I have a Asus K8V-SE Deluxe MB and i want to flash my BIOS to the newer version could someone please explain to me how to do this with a removable usb drive, and also the steps i need to take...i find the steps on the internet to confusing. Thx! :smile:


----------



## blackduck30 (Sep 7, 2004)

Some asus boards come with a program called asus update, I have used this before and it is pretty straigh forward and lets you update from a windows enviroment.
Be warned though updating a bios can result in your board becomming a piece of scrap so I don't recommend updating just for the sake of having the latest bios. I would only update if you require the fixes the new bios offers.
you will have a copy of asus update on the cd that came with your board, make sure to update it with the latest version of the program, from memory there is a update feature


----------



## P11 (May 7, 2005)

ok, i have the asus update program...version 6. Now, i cant really understand the steps could someone please explain it to me.


----------



## nmathew (May 11, 2005)

OK. There are a few ways to do this, I'm going to explain the one I used earlier this week.


Go here:

Linky

Download the K8V SE Deluxe BIOS 1006 and save the .zip file to your desktop.

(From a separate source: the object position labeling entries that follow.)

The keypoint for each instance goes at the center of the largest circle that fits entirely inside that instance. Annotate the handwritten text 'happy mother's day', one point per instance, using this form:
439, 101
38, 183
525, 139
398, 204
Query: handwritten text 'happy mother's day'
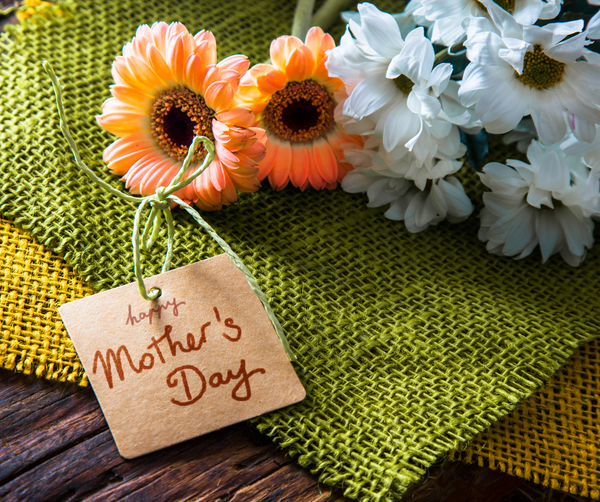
168, 346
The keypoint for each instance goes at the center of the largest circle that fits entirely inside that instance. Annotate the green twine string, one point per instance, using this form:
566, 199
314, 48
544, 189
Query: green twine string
160, 203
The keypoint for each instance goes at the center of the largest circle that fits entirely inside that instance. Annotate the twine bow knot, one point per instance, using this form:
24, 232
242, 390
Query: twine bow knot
160, 206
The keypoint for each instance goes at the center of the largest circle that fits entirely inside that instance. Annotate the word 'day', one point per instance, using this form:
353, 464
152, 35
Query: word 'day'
201, 357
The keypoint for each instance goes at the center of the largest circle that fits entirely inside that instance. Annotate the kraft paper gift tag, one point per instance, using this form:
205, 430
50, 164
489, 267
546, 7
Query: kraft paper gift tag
202, 356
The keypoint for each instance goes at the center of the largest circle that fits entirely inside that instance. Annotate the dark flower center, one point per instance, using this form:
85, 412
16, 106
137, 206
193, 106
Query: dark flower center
178, 115
404, 83
302, 111
540, 71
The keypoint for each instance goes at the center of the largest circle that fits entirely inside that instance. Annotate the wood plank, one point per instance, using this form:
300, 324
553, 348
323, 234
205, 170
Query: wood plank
55, 445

Open Asus update and select save current BIOS ot a file. Save it somewhere. This will be a fallback incase something implodes.

select "Update BIOS from a file"

click next

Under types of files select zipped BIOS file *.zip

click Flash.
Make sure it says sucessful. If not, DO NOT restart and reflash the BIOS until you're successful.

Restart


This next one is important. I had this happen when flashing this board once. I restarted and it wouldn't post. After cussing, I decided to reset the CMOS. This is like formatting your BIOS so that no settings remain but the factory defaults.

Unplug the computer. Open your case. Above and to the left of the battery on the motherboard (to the right of PCI slot 1 and under the AGP slot) there is a jumper. That jumper covers the bottom 2 of three small metal pins. Move it so that it covers the top 2. Count to 5. Move it back down to the bottom 2 pins. Plug in your computer, boot.


----------